But Ward 6 restaurant co-owner Eric Foster and Historic St. Paul executive director Carol Carey see an older, two-story building with character and potential.
Foster and Historic St. Paul are partnering to bring life back to the structure, which has been vacant since April 2002. The St. Paul Housing and Redevelopment Authority (HRA) acquired the building through eminent domain in October 2005.
Carey has experience renovating historic buildings in the neighborhood. She was involved with the renovation of Swede Hollow Cafe and the Stutzman building along East Seventh Street.
During the time that St. Paul owned 208 Bates Ave., the HRA pursued multiple redevelopment proposals, but none were successful.
Then 208 Bates Ave. was given a final chance earlier this spring when it was included in the Dayton’s Bluff Vacant Home Tour.
That’s when Foster and his daughter saw the 131-year-old building for the first time. Historic St. Paul reached out to Foster at about that same time to see if he had any interest in the commercial buildings on the tour.
He said, “208 Bates kind of stood out to me at that time as a really interesting building.”
Foster and his family live in the Dayton’s Bluff area, just a few blocks from 208 Bates Ave.
Carey said it seemed natural to reach out to Foster and his family because of their commitment to the neighborhood and because of their success with Ward 6 restaurant.

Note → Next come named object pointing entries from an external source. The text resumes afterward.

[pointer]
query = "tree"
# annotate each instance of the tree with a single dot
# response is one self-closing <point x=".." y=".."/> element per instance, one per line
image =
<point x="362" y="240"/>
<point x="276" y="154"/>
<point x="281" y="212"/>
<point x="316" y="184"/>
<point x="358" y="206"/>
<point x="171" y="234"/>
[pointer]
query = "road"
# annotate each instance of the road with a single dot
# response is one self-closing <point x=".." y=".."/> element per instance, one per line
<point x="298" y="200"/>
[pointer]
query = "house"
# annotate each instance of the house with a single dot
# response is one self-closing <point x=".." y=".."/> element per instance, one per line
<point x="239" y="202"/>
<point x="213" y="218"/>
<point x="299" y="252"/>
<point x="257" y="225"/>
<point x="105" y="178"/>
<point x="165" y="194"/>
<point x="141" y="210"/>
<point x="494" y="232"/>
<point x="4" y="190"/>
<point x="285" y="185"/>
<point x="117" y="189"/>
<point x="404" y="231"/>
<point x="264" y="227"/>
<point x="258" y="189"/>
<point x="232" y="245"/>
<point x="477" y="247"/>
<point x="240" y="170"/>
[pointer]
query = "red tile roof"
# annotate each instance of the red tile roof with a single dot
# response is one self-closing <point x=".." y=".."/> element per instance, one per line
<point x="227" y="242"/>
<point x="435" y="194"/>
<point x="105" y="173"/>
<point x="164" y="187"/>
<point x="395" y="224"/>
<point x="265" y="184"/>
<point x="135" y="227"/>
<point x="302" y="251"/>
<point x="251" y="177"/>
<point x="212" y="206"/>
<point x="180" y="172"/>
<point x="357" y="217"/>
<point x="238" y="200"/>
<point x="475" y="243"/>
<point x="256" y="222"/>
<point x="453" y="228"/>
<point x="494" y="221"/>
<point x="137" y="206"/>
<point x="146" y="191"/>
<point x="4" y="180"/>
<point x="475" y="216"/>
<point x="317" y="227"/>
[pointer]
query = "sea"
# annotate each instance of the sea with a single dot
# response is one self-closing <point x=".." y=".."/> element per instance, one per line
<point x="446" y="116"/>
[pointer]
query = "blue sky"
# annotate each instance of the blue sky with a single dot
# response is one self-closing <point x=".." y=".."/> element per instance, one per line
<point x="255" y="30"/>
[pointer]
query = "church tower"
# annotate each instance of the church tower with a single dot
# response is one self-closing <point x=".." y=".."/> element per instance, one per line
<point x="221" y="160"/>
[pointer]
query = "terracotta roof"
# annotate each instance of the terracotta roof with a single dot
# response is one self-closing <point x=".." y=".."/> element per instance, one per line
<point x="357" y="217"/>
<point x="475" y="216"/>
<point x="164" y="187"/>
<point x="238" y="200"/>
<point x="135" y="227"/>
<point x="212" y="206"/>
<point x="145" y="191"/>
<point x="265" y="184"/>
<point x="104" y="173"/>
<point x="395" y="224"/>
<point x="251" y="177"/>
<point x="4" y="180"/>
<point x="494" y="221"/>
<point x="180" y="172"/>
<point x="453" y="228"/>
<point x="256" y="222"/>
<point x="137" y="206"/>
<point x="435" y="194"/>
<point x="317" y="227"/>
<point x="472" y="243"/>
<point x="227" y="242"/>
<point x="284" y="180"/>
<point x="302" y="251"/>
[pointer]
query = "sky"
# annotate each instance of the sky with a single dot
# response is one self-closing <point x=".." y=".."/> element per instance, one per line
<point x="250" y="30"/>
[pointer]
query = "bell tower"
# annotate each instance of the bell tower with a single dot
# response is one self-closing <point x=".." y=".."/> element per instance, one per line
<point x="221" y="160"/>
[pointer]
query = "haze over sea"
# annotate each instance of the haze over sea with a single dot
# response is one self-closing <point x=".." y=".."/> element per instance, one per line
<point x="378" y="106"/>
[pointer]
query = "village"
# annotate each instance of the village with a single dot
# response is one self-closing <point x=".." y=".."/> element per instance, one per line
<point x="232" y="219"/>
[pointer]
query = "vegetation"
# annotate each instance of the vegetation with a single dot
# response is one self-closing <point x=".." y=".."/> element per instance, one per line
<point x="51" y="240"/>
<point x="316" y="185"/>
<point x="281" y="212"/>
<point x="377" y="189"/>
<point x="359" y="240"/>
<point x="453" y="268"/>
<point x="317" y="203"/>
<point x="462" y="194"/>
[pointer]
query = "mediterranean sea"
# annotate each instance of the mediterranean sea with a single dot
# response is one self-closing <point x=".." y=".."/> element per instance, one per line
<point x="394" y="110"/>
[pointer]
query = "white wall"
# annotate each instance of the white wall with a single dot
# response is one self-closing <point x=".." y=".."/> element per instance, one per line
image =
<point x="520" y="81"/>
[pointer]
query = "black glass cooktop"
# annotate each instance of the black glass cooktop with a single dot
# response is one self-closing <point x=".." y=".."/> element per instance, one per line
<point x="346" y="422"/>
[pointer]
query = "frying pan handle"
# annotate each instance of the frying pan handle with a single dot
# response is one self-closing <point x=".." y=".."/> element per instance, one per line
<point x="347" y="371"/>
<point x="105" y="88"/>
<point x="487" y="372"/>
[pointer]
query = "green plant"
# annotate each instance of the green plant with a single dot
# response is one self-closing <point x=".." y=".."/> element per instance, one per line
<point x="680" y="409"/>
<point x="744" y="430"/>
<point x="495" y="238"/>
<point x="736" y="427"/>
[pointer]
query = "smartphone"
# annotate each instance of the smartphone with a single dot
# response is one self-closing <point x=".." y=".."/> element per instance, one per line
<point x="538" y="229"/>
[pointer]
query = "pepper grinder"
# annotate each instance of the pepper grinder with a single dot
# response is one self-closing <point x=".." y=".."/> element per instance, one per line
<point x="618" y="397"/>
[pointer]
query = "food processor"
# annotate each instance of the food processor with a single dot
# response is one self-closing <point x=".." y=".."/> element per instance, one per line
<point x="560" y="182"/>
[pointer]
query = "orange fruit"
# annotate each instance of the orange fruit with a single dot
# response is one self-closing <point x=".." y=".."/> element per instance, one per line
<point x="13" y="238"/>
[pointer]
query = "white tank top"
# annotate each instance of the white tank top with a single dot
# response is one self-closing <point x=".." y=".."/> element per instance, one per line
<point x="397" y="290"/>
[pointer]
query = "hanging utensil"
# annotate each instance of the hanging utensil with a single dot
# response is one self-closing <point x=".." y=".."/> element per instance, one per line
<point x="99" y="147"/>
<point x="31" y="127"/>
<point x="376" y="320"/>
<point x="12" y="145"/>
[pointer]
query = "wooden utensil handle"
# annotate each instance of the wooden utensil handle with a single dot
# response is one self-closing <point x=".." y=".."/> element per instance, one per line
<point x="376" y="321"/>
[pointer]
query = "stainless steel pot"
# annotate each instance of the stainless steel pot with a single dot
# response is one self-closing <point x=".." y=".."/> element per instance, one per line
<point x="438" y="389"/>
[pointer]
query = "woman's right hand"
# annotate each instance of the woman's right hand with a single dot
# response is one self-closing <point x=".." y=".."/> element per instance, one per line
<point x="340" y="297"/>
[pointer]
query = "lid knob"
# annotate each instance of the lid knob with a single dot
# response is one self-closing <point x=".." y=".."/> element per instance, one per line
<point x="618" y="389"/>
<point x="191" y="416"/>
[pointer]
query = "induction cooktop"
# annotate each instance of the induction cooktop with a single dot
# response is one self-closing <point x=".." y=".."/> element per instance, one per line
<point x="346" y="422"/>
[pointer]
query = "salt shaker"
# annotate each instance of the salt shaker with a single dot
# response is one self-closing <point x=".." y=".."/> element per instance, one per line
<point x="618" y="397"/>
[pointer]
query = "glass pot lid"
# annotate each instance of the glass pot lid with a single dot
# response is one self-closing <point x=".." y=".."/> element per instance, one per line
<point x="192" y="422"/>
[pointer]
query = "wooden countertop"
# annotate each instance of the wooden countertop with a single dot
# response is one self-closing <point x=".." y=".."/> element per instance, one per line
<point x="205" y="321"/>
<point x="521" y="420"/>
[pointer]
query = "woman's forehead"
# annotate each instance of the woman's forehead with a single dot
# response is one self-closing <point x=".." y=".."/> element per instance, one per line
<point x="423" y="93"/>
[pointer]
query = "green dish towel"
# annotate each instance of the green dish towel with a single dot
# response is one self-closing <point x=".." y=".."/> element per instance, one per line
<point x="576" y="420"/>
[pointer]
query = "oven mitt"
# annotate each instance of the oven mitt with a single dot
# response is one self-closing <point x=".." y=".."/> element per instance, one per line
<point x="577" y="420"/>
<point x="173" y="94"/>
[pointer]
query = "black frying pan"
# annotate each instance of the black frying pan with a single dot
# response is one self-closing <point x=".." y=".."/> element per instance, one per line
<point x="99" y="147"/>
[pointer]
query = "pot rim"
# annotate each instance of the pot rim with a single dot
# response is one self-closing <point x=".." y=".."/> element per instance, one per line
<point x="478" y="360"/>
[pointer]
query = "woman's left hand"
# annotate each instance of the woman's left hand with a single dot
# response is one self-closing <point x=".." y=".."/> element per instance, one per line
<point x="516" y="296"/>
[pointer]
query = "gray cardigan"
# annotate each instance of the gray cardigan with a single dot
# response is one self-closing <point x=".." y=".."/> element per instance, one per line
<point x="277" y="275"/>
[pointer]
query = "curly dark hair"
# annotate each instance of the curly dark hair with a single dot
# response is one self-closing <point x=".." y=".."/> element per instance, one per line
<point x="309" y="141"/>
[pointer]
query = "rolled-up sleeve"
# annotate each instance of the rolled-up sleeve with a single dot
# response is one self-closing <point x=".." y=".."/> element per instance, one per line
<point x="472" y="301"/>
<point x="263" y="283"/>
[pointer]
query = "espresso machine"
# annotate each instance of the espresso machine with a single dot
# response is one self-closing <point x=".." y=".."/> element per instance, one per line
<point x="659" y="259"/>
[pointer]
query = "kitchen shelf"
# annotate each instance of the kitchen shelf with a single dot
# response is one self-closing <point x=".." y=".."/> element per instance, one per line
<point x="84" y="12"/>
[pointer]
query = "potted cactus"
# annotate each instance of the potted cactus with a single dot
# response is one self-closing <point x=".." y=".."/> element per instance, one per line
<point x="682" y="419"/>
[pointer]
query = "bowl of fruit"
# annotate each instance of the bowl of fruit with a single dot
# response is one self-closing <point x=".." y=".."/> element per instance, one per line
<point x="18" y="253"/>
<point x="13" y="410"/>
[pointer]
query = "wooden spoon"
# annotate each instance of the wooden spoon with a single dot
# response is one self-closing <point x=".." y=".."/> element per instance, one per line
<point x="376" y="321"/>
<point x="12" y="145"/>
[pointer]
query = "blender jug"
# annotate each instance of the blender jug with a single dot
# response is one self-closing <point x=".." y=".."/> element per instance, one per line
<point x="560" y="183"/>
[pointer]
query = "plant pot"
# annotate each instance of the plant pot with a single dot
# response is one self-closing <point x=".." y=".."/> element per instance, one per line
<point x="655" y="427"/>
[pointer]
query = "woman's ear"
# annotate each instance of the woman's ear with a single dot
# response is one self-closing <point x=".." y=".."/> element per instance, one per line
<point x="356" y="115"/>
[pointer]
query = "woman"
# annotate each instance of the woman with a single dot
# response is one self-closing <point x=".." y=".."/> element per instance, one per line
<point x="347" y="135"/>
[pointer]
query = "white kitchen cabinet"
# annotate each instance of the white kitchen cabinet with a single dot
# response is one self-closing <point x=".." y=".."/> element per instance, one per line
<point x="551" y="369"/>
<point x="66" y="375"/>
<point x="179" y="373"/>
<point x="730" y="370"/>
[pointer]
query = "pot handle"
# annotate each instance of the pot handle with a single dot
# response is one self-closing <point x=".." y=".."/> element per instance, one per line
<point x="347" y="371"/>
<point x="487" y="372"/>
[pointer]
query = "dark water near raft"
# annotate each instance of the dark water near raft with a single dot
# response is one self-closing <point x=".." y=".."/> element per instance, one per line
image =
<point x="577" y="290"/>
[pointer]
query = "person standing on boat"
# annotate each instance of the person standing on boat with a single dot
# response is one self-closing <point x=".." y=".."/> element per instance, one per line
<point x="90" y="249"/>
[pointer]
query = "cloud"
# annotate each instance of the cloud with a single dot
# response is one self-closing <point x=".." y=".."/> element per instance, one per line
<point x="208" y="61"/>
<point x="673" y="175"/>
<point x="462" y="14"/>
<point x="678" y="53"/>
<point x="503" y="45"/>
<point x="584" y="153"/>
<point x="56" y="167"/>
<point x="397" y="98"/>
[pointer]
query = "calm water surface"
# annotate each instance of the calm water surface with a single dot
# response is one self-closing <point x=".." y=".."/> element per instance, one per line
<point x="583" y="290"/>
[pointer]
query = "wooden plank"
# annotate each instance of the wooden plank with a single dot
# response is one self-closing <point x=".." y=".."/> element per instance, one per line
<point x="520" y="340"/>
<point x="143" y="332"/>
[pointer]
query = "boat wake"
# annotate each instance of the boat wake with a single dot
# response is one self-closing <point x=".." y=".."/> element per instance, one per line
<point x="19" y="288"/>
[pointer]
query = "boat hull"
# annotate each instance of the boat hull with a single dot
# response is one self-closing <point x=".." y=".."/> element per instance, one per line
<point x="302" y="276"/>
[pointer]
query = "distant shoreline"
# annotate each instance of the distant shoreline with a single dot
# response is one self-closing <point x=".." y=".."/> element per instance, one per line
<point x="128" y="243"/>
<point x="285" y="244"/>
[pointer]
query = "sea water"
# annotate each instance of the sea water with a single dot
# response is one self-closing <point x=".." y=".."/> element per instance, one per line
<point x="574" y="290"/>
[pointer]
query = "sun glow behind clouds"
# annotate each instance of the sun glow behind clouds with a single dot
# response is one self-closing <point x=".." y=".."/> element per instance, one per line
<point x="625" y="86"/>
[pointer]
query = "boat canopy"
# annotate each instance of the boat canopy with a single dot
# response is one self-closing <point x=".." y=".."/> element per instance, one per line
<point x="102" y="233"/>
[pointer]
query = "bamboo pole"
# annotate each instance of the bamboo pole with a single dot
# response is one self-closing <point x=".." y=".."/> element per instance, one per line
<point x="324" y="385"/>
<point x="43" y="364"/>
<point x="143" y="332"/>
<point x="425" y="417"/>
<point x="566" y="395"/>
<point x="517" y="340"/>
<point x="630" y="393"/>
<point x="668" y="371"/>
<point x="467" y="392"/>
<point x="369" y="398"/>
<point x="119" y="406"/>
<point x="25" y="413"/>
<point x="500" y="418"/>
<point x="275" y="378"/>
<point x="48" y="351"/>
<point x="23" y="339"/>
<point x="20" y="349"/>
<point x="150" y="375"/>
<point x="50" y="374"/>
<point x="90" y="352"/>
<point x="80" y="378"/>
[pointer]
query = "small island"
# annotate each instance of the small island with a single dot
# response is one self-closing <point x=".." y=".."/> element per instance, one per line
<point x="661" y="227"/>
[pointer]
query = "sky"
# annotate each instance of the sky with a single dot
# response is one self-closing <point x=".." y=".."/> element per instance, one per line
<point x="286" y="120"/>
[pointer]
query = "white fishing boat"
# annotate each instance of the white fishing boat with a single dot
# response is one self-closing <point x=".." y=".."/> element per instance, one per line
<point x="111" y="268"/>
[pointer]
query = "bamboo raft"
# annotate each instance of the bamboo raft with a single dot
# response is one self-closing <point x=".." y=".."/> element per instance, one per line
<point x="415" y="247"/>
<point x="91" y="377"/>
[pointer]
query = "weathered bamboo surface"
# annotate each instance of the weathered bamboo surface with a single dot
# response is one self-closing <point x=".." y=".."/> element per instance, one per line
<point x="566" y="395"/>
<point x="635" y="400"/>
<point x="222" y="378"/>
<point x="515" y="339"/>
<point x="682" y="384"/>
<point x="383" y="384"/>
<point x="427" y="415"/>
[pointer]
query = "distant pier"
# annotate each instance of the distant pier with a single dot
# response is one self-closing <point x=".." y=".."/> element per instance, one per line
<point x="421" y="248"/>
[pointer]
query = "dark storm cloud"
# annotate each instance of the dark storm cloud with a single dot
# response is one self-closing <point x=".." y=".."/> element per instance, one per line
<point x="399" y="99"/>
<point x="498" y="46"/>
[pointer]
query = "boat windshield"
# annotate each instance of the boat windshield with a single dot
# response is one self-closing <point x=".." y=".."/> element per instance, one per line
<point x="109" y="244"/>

“The first impression of it when you look at it is that it’s really ugly and in horrible shape, but if you look closer you can see some of the architectural details and things that are kind of waiting to be brought back out,” Foster said.
The cost of saving old buildings
Foster and the nonprofit Historic St. Paul will purchase the building from the city for $1. The city will pay them a value-gap subsidy of $600,000 for the renovations of the building, which will come from Invest St. Paul Initiative and Community Development Block Grant funds.
The total cost of the renovations is estimated at $952,407, far exceeding the predicted value of the building after renovations, hence why the city is providing the subsidy. As a part of the $600,000 subsidy, the apartments will be established as low-income housing for a minimum of 15 years.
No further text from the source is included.